Tom has just allowed me the use of this half page1 tho’ really the slip is so very small that to a long winded monster like myself I do not know how or where to begin however as a commencement let me thank you for the long letter2 you favoured me with – I am glad that your opinion of me has not sunk very materially indeed I may say that however dissatisfied I was at one time it has decreased to a large extent by the encouraging letter you wrote me.

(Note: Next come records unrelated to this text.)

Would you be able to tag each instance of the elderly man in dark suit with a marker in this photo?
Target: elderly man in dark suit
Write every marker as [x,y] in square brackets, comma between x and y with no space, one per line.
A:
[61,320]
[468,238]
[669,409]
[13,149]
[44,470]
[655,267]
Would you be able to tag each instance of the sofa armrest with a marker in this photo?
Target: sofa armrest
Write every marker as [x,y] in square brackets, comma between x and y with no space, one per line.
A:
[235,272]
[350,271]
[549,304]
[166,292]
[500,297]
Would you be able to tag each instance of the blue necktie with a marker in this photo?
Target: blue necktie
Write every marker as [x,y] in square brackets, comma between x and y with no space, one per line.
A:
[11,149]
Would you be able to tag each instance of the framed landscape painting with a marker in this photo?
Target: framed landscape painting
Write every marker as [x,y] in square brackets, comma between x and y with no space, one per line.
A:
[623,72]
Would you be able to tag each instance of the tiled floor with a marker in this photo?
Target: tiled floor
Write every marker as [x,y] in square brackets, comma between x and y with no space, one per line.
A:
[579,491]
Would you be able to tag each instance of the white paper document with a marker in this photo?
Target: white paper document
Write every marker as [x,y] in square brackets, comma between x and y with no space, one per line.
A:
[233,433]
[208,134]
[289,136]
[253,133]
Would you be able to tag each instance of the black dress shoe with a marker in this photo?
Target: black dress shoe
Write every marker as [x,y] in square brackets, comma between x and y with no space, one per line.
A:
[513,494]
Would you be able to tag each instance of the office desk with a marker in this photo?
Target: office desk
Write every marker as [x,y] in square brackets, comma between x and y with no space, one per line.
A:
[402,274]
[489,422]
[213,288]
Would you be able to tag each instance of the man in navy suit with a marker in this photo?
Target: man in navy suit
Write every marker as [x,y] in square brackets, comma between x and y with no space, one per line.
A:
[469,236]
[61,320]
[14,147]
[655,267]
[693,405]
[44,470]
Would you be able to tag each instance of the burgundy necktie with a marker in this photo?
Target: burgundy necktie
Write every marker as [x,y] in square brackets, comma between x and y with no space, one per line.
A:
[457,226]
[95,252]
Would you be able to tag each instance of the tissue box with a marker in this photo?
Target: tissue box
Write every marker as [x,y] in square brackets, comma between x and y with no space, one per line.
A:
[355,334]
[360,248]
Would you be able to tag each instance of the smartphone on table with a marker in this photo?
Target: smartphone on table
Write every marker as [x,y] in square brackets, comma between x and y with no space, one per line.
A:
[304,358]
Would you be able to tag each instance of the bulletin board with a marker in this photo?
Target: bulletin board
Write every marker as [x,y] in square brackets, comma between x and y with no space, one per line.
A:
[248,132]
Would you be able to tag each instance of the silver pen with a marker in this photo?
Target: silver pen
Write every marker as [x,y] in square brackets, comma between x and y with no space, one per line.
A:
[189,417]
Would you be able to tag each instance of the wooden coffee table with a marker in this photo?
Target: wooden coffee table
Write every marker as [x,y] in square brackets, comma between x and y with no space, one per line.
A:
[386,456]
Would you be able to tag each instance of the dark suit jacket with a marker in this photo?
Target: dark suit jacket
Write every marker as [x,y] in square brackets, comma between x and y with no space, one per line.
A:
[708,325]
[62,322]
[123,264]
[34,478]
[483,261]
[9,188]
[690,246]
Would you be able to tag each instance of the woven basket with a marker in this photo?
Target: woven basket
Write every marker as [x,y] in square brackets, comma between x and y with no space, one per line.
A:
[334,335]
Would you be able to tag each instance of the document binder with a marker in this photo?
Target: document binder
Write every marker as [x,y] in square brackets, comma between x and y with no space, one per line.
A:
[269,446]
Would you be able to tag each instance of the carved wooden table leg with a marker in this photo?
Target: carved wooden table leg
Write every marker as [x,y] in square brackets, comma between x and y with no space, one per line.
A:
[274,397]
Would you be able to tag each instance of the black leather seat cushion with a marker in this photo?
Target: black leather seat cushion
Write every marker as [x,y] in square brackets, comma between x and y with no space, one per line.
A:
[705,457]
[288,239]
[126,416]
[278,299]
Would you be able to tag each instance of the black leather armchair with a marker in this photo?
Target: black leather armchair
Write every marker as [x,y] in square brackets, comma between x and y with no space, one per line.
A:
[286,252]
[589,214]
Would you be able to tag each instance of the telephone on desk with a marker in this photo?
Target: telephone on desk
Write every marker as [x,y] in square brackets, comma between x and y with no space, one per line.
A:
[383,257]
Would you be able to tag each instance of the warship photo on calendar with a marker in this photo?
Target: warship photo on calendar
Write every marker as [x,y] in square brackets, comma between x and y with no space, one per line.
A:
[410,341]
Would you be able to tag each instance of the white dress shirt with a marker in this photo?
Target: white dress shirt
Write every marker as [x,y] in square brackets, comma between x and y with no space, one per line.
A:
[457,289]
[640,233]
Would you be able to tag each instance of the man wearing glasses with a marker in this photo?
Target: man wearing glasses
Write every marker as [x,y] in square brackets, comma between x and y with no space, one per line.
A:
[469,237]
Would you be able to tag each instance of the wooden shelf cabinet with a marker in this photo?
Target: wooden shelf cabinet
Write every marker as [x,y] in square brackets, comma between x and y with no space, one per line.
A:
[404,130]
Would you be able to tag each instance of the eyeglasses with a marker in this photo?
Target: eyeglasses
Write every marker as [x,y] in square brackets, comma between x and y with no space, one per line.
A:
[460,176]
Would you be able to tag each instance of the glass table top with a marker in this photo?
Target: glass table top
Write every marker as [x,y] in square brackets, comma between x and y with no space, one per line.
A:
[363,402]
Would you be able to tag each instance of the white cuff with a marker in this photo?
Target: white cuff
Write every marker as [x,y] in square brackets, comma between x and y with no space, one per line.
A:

Tyndall I can well understand the result which you wish to bring about which my own inner man tells me is the more noble & proper career for me,3 I feel this still small voice4 continually hinting that there is a screw loose & that I am not pursuing the track which is most in accordance with the majority of my faculties & if I come to ask myself, as I often do what subject or thing to engage myself in I feel at a loss remembering well the multifarious schemes & things I had commenced aforetime with but one result of mortification & dissappointment. The strength of mind & will to serve & continue in the course allotted & marked out for myself is in spite of long opposition seen to grow more and more feeble until now after the repeated experiments made I shrink from any similar undertaking. ‘Contentment is great gain’5 says the wise man & a happy mortal I add is he that is naturally of a free & easy disposition – with no aspirations of beyond the enjoyment of time present, & who can cosily sit under his own Porch & within the shade of his own Fig tree and the enjoyment of social ‘comforts’ <&> blessings, and enjoy the favor & affection of all around him – These are persons I am sure that <I> thus live well without a distressing thought to mar or hurt the quiet of their lives & though you may look on them with silent disdain be assured that there are few very few that can afford to compare the real happiness they have with them. –
Its as well the paper is done for I see your’e laughing fit to split those doctor’s sides of yours so that afterall Tom’s curse proves a blessing.
John Tyndall James Craven
RI MS JT/1/H/146
this half page: written on a half page, which Hirst had left blank on letter 0404.
the long letter: letter missing.
proper career for me: Craven had discussed his uncertainty over his career-path in his previous two letters (0394 and 0399).
still small voice: a biblical allusion (1 Kings 19:12).
‘Contentment is great gain’: 1 Timothy 6:6: ‘But Godliness with contentment is great gain’.